Die Abschlussdiskussion zielte auf eine Methodenreflexion vor dem Hintergrund der verschiedenen Fachdisziplinen sowie der unterschiedlichen Wissenschaftssysteme ab. Vonseiten einiger WorkshopteilnehmerInnen wurden die Fächergrenzen als zentraler wahrgenommen als die Tatsache, in unterschiedlichen Wissenschaftssystemen akademisch sozialisiert worden zu sein, zumal die theoretische Grundlage international häufig dieselbe sei. Darüber hinaus wurde der Unterschied akzentuiert, dass im russischen Wissenschaftssystem Befunde über Narrative bewertet und im Sinne einer Handlungsanleitung für die Gesellschaft aufbereitet werden würden, wohingegen deutsche Forschungen sich (lediglich) darauf konzentrierten, diese herauszuarbeiten und zu beschreiben.

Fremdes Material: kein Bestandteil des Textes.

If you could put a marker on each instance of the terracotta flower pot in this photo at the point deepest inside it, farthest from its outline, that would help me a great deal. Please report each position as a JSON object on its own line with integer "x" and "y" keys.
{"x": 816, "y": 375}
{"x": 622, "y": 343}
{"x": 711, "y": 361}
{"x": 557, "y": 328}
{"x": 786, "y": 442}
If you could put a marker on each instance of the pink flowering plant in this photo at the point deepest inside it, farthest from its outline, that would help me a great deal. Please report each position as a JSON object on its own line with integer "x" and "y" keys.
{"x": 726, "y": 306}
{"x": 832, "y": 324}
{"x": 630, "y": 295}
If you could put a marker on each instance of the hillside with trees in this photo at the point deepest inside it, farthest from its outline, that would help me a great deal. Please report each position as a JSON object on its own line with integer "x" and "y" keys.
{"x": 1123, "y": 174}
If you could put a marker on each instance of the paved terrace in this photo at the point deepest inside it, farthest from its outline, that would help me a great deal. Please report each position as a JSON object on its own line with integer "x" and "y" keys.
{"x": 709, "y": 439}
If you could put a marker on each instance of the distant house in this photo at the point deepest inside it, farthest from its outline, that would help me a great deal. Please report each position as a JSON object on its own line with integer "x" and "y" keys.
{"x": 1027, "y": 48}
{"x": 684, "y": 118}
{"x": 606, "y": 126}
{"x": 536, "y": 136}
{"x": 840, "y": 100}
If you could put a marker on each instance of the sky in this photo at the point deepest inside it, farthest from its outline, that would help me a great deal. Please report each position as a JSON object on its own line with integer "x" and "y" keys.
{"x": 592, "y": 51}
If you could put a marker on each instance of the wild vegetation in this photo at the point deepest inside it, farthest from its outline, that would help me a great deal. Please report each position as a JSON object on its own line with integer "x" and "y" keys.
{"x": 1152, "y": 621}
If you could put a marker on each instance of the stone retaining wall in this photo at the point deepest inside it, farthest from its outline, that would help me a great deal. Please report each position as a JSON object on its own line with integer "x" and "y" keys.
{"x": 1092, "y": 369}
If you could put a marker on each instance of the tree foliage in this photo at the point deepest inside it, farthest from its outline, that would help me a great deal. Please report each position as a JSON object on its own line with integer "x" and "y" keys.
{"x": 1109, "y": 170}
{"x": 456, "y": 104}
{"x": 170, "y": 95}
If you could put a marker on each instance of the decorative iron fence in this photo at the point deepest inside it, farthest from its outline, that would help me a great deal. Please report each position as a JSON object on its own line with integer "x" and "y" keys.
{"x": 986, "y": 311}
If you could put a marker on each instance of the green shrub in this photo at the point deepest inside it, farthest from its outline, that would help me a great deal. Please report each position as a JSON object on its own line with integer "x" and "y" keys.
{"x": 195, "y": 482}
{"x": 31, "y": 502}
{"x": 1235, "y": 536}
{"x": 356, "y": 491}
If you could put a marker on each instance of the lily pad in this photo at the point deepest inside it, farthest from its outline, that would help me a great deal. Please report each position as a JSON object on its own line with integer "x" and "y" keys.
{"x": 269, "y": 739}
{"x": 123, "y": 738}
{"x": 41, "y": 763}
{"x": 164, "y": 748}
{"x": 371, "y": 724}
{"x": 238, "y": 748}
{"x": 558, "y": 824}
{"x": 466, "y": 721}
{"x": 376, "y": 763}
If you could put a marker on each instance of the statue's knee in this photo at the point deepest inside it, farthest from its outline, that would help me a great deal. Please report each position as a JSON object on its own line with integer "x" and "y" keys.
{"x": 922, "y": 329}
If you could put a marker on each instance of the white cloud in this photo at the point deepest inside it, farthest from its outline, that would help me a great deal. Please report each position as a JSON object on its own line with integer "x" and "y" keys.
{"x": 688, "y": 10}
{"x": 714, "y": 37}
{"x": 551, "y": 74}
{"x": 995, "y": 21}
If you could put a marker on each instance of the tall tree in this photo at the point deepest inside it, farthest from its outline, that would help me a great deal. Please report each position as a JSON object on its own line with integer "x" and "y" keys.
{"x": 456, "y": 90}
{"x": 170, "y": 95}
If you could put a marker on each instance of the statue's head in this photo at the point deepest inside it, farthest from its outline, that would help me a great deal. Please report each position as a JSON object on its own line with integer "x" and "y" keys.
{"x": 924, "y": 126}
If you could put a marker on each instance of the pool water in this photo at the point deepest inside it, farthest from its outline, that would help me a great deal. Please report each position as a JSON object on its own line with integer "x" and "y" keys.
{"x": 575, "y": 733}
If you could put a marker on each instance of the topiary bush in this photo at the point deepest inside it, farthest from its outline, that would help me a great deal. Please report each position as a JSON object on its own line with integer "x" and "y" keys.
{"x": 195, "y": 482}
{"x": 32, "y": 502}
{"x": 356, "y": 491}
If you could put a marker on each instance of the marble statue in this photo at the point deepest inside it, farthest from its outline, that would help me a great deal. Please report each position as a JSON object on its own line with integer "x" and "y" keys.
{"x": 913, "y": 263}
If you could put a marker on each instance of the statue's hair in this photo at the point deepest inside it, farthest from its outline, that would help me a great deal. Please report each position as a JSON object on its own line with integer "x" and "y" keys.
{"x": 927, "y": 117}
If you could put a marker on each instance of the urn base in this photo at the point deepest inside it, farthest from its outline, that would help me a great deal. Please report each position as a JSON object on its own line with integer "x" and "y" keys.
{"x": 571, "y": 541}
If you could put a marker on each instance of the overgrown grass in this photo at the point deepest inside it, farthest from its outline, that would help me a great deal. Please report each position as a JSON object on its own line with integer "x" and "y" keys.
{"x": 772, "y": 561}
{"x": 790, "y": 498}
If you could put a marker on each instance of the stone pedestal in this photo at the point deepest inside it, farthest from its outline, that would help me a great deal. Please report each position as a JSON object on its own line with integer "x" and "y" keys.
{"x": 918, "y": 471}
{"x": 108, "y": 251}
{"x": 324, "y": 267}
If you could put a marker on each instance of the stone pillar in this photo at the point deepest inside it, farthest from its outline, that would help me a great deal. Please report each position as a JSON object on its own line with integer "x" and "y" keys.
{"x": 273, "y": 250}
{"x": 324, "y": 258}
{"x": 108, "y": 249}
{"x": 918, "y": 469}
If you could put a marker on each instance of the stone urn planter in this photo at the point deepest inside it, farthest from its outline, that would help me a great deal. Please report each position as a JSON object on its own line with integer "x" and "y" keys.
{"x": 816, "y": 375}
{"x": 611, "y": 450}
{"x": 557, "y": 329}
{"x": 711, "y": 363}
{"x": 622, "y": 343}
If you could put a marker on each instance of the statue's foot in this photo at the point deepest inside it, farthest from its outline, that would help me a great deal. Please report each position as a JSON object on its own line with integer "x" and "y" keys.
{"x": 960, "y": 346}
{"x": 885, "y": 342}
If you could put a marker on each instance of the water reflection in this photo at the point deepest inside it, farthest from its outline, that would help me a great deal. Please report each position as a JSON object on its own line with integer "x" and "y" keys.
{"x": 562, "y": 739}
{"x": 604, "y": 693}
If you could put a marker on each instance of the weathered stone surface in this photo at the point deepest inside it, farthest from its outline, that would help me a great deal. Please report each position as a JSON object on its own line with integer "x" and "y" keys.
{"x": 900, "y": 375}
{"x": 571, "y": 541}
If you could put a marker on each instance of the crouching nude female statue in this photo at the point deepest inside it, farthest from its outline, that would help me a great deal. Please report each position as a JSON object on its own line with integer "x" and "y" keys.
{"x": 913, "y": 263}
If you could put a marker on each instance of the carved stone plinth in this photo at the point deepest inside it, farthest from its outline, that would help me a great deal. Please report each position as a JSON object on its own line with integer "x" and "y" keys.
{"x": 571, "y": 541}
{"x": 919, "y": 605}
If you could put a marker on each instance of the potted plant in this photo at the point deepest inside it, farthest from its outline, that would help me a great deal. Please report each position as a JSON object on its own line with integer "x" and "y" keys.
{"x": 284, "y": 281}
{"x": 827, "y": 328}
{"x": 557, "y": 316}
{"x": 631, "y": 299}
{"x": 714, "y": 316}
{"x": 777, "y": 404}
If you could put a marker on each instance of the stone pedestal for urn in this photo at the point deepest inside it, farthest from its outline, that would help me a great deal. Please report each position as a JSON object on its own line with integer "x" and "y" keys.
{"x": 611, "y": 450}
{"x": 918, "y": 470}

Die intensive Auseinandersetzung mit einer neuen Methode bzw. die Herangehensweise an eine bereits bekannte Methode aus einer anderen nationalstaatlichen und/oder fachlichen Perspektive ist zum einen nutzbringend für die Fortführung der jeweiligen Forschungsarbeiten der WorkshopteilnehmerInnen. Zum anderen nutzten sie die Möglichkeit zum Erfahrungs-austausch: Sie ließen sich offen auf das Workshopformat ein, arbeiteten in den Methoden-gruppen mit und diskutierten engagiert im Plenum. Da die TeilnehmerInnen in unterschiedlichen Fachdisziplinen verortet sind (Kulturanthropologie, Soziologie, Kommunikationswissenschaft, Linguistik, Interkulturelle Studien, Geschichte, Sozialphilosophie), erfolgte die Auswertung aus unterschiedliche Forschungsperspektiven und auch das Potenzial interdisziplinärer, internationaler Forschungen wurde erkannt. Als unmittelbarer Erfolg der durchgeführten Veranstaltung sind Aufbau und Erweiterung eines neuen WissenschaftlerInnen-Netzwerkes zu werten.

Ausgehend aus den positiven Erfahrungen und Rückmeldungen von TeilnehmerInnen der ersten beiden Workshops, hat sich das Organisatorenteam dazu entschlossen, einen dritten NachwuchswissenschaftlerInnenworkshop in Osnabrück zu organisieren.